LA PRODUZIONE DELLE CERAMICHE DI GROTTAGLIE 
LA STORIA, LO STILE, IL MUSEO

Tra le produzioni dell`artigianato pugliese primeggia nei secoli, un pó in tutta la Puglia, la lavorazione della terracotta, sotto forma di ceramiche di ogni tipo, che a Grottaglie in provincia di Taranto, occupa un intero quartiere di pignatari con oltre cinquanta botteghe, studi d'arte e due rassegne annuali di un certo interesse: la Mostra della Ceramica ad Agosto e la Mostra del Presepe a Dicembre. Non a caso, Grottaglie, oggi, é inserita nell`elenco delle 28 cittá della ceramica italiana.
Le prime documentazioni storiche sulla produzione della Ceramica di Grottaglie risalgono all'età post-medievale. Due stili si possono individuare: la Ceramica Caposanara, che comprende la produzione popolare di tutti gli utensili da cucina (piatti, bicchieri, brocche, zuppiere) e la Ceramica Faenzara che comprende una serie di oggetti pregiati destinati ai ceti più aristocratici. A queste due grandi categorie, raccolte nel Museo della Ceramica di Grottaglie (costituito da circa 400 manufatti che vanno dal VIII secolo a.C ad oggi), si aggiungono altre tipologie come i "bianchi" di Grottaglie nei quali risalta la forma pura e semplice dell'oggetto rivestita di un tipico smalto bianco privo di qualsiasi tipo di decorazione. Alle creazioni di bianchi si associano quelle realizzate in "stile La Pesa", dal nome dell'omonimo ceramista nato a Grottaglie nel Settecento.
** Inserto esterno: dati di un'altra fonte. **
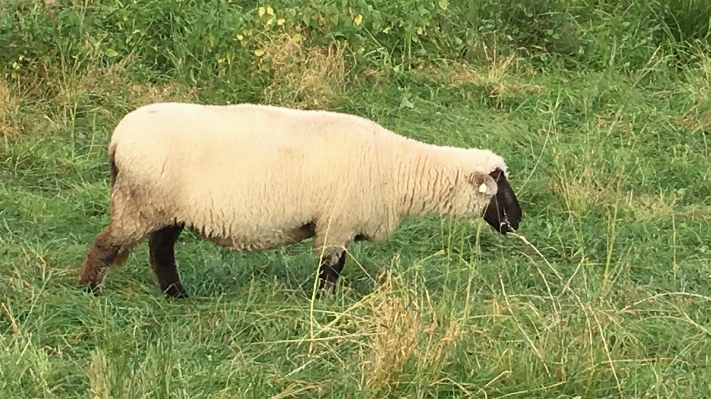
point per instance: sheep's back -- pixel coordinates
(247, 169)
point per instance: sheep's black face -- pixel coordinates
(503, 212)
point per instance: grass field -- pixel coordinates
(605, 290)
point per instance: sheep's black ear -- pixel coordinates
(503, 212)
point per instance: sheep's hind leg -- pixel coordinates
(330, 270)
(161, 244)
(106, 250)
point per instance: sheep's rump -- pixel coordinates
(252, 177)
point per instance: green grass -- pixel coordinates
(604, 292)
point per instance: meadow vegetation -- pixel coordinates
(602, 109)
Le tecnologie produttive relative alla ceramica di Grottaglie ricalcano le fasi della lavorazione tradizionale e sono: l'estrazione, la preparazione, la purificazione e la plastificazione dell'argilla, la foggiatura, l'essiccamento, la prima cottura, la smaltatura,la decorazione e la cottura finale. Le fasi che rendono famose le ceramiche di Grottaglie sono quelle relative alla lavorazione al tornio di ispirazione greca e saracena adatto alla foggiatura degli oggetti circolari (piatti, coppe, vasi) e la fase della decorazione che, a differenza di altri centri ceramici, é realizzata a mano libera. Gli smalti sono preparati per mezzo di ricette segretissime che gelosamente le famiglie si tramandano di padre in figlio.

Uno dei maggiori artigiani di Grottaglie, Gaetano Fasanodice "capasoni e vasi tipici della tradizione, in cui si conservavano olio, vino e olive, hanno perso la loro originale funzione per diventare oggetti d'arredamento molto richiesti, anche, all'estero".